La Val Strona, nascosta dietro il lago d’Orta, in Piemonte. La Val Imagna, affacciata su Bergamo. Antiche falegnamerie, e piccole imprese familiari, che creavano lavoro e limitavano lo spopolamento e l’abbandono di queste zone. Negli anni ‘50, in queste valli c’erano tante industrie e laboratori che lavoravano il legname, e tra ciotole, sedie, cucchiai, nasceva anche il “naso lungo” di Collodi.

Così inizia la storia dei Dolci, falegnami di Sant’Omobono in Val Imagna. Raffaele Dolci, detto “Pacio”, creò negli anni Sessanta il suo Pinocchio proprio ispirandosi ai libri e alle illustrazioni dedicate al burattino. Nacque così il burattino del Dolci, venduto in tutto il mondo, e nella bottega del suo “erede”, il figlio Mauro Dolci, oggi si fa bella mostra questa ricerca creativa, con l’esposizione di tanti Pinocchi uno diverso dall’altro. Sono artigianali forgiati con cura e con ingenuità. Come fosse la fantasia di un bimbo a dargli occhi e sorriso.


La storia di Ra
ffaele Dolci e del bambino che lo guardava lavorare il legno

Nella bottega, come nella fiaba, c’era un bimbo, in carne e ossa, che guardava cosa faceva papà Geppetto-Dolci al tornio, e imparava.

Pinocchio - Storie di chi

Piccolissimo, Mauro ha iniziato ad assemblare nasi che mai saranno beccati dagli uccellini, cappellini “di mollica di pane” che non si sbricioleranno alla pioggia. Forse non era neppure geloso di quel fratellino di legno a cui suo papà dedicava tanto tempo.

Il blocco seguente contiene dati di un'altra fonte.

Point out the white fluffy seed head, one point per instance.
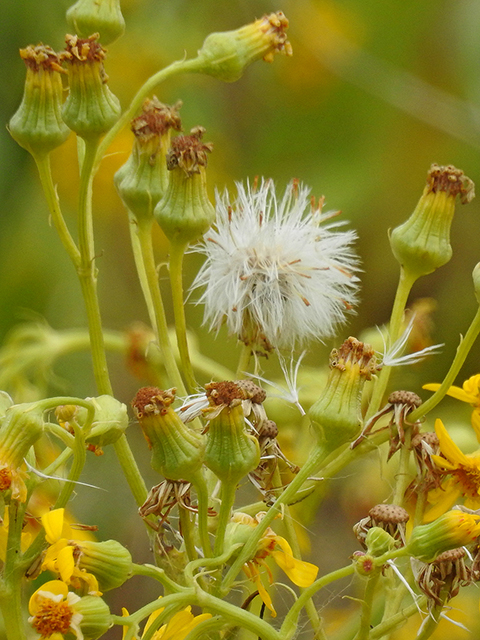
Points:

Quell’arte, quella visione fantastica, Mauro Dolci ce l’ha nel Dna. Dal nulla, lavorando il ciocco di legno con giri velocissimi al tornio, nascono ancora i burattini.

Il collo, il viso dipinto col sorriso sornione, i nasi lunghi e torniti, i cappelli rosso lacca che vorresti indossare. E poi collarette, le gambe e i piedi, il corpicino già vestito. Un Pinocchio così è “per sempre”. Le sue creazioni, infatti, sono state esportate in tutto il mondo. Pinocchi piccoli ed enormi, come quello realizzato per il Giappone, che è alto due metri.

Ma Mauro minimizza, lavorando al suo tornio tanti pezzi di legno “da catasta e non”, e dando vita, immerso tra polvere e trucioli, a centinaia di burattini.

La sua falegnameria, con le finestre che si affacciano sulla valle del legno, è veramente la fucina dei burattini. Le teste dipinte sono ovunque; arti in legno e cappelli penzolano e si asciugano. Qui non puoi sbagliarti.

Nonostante la crisi profonda che in queste terre ha conosciuto la lavorazione del legno, Mauro, col suo sorriso timido, continuerà a far vivere Pinocchio e i sogni dei bambini, sperando che il burattino birichino voglia restare ancora per tanti anni fatto solo di legno, creato a mano e non prodotto da macchine senza anima, che non potranno mai dirgli: “Lo voglio chiamar Pinocchio. Questo nome gli porterà fortuna…”.